Creative Collaboration in Amman
Jordan has one of the youngest populations in the world, with almost 75% of the population under 30, and almost half of that population living in a single city, Amman. What if these young people were empowered to make their cities sustainable, beautiful places to live?
This pilot project for My Mark: My City was created and led by Jordanian creative Zain Tarawneh. Zain noted that many young Jordanians “have strong doubts for what their futures hold”, and it was this tendency that we wanted to challenge. The project we designed engaged high school and university students with the issue of climate change, and aimed to galvanise and equip them to take action to tackle it.
Breaking Down Barriers
Zain wanted this programme to “break barriers and be unconventional, while taking a contextualised and localised approach to sustainability in Amman”. She gathered a range of experts from fields that would otherwise rarely meet: architecture, cultural heritage, film, visual art, design, and the culinary arts. Over three days, a series of workshops and activities helped convert the environmental interest of a group of young Jordanians into a practical understanding that would help them plan how to improve their city.
This inter-industry approach was initially hard for the students to see. As Rawand, an architecture student at Jordan University, noted, “on the first day, I didn't really get… how the environment was connected to museums, and to climate change, until I began learning from my peers about their fields and realised how everything can be connected. It’s time to think about climate change creatively and imaginatively”.
The students travelled to different communities across Amman, learning how contrasting disciplines might be applied to sustainable city design. Through conversation and creative practice, they imagined how they could play a role in transforming their city – from storytelling and place-making initiatives to sustainable business. With Jordanian filmmakers at Sira films, students learnt about how to make short films and storytelling from behind the camera; with computer game designers at Maysalward they learnt how to use storytelling and gamification to drive engagement; with architectural research studio Studio X Amman, the students learnt about water urbanism; and with cultural non-profit Turquoise Mountain, they learnt how Jordanian cultural heritage can inform and drive contemporary sustainable approaches. The workshops took place at creative community centres Manara Arts and Culture and Urdon Shop.

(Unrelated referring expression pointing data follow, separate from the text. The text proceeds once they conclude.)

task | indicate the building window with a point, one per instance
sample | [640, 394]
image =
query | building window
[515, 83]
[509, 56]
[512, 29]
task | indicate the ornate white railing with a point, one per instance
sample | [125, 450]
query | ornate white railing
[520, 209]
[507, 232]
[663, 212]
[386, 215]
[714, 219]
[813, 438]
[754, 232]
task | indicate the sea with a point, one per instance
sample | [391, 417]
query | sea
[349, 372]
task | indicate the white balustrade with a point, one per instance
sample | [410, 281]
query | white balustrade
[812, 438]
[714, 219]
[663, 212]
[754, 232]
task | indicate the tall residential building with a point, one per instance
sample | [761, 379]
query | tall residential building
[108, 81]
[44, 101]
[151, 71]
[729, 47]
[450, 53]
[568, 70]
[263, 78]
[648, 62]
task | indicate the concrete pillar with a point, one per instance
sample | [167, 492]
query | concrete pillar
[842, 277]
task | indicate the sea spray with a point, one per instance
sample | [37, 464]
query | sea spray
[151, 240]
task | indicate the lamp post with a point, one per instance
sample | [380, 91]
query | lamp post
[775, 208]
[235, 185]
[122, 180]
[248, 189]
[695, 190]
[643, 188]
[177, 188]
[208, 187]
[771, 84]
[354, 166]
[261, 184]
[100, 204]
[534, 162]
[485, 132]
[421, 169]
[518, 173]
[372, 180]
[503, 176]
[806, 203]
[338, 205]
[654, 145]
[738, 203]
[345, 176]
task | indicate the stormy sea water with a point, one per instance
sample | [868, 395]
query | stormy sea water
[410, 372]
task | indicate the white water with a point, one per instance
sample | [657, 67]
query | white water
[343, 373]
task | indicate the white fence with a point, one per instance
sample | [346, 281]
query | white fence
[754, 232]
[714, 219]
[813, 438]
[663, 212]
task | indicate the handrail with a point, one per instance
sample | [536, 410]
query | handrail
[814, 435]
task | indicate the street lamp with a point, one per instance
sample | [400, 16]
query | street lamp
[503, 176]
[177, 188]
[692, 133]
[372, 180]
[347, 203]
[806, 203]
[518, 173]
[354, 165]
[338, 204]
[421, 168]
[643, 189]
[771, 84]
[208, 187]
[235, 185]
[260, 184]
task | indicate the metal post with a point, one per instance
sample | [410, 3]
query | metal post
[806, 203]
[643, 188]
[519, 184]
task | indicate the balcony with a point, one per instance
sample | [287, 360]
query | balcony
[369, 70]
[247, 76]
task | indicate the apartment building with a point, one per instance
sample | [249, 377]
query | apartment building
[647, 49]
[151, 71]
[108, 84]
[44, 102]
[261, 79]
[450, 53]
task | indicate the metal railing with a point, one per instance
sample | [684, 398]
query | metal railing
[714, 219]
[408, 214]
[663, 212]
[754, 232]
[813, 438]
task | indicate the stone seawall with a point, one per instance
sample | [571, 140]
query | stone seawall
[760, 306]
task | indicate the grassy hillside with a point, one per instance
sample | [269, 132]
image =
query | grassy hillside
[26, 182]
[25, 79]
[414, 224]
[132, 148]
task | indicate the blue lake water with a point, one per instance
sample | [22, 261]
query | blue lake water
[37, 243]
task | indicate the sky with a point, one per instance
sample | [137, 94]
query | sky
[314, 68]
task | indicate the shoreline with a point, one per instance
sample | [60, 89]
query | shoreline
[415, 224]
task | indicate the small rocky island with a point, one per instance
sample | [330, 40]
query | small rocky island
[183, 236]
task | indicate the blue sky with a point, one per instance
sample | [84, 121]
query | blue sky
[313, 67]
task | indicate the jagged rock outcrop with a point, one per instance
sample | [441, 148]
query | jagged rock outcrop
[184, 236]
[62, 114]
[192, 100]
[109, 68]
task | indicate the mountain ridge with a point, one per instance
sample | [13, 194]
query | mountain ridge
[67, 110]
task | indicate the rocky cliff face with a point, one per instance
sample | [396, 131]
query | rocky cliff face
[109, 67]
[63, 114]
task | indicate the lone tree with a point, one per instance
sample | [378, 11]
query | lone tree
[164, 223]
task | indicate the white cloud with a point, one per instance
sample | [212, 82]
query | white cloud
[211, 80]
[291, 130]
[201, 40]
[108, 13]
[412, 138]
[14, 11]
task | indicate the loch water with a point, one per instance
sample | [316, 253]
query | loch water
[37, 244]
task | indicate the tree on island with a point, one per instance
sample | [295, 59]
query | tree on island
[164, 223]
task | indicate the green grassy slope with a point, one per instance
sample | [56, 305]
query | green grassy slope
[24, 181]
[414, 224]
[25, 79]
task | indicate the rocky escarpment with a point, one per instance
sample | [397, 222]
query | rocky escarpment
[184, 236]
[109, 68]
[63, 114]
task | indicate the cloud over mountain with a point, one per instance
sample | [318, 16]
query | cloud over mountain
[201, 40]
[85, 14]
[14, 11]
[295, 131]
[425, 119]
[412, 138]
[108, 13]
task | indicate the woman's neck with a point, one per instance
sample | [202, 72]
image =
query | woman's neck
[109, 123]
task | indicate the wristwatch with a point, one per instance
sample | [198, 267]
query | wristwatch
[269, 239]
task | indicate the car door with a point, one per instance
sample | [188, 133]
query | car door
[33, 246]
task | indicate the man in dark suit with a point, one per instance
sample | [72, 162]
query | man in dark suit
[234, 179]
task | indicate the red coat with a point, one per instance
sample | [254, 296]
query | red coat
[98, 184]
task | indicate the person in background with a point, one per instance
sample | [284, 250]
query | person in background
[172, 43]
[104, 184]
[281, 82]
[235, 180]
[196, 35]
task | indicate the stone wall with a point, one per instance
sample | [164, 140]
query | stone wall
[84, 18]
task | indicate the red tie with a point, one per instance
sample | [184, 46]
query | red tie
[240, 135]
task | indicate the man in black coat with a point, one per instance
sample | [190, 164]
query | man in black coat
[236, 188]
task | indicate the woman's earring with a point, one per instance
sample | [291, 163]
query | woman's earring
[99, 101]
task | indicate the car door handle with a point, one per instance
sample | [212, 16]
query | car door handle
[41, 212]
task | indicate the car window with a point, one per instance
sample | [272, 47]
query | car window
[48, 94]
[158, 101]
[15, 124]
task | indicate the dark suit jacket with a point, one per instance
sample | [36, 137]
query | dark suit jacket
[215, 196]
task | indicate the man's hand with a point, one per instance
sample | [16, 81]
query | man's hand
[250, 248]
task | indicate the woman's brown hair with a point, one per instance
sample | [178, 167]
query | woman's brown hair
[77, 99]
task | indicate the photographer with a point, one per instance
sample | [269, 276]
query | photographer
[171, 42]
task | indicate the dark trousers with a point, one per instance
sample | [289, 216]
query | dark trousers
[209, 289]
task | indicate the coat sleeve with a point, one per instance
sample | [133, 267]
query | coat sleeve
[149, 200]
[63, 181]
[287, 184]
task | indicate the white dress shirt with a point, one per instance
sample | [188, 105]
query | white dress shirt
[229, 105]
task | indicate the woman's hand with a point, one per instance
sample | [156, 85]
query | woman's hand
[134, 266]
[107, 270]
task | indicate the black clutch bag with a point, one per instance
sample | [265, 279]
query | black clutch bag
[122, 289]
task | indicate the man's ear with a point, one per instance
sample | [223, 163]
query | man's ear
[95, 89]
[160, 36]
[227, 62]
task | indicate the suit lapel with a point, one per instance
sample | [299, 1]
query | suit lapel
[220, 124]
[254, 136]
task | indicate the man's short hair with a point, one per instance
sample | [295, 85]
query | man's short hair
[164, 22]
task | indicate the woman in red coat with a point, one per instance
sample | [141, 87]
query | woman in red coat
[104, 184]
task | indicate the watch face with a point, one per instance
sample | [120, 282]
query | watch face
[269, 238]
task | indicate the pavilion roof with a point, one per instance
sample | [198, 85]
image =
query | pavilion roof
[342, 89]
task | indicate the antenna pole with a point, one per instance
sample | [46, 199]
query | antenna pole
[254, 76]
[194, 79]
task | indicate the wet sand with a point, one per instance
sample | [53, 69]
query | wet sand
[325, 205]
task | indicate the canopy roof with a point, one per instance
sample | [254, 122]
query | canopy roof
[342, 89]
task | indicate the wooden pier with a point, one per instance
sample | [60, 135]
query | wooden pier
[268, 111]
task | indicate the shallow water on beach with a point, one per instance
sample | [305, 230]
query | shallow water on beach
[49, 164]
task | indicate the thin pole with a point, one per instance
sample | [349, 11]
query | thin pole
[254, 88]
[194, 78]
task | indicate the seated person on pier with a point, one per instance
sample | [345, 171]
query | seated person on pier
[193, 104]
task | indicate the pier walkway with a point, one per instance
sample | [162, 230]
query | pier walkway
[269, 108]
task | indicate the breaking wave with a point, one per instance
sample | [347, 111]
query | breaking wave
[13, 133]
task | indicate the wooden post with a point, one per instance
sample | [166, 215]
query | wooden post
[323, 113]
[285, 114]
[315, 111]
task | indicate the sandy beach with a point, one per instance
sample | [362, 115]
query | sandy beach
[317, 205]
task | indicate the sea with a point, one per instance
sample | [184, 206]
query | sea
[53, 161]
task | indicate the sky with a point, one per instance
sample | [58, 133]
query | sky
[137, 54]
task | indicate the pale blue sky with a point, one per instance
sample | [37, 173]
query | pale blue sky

Turning Ideas Into Reality
At the end of the three days, the students “pitched” their ideas for how they could make Amman more sustainable to a panel of judges. Museum for the United Nations – UN Live is now supporting the winning students over three months as they attempt to make their ideas a reality. One of the first projects is a sustainable roof garden in Amman, created and looked after by the students.
For Zain, the project was all about breaking down barriers “one conversation at a time”. The programme paired people across different universities, industries, areas, and generations, and asked them to collaborate on solutions to shared problems.
While the project was only designed for small numbers of students, other schools and universities in Jordan are already asking for the programme to be replicated. Imagine the impact if it could be scaled across the whole of the country.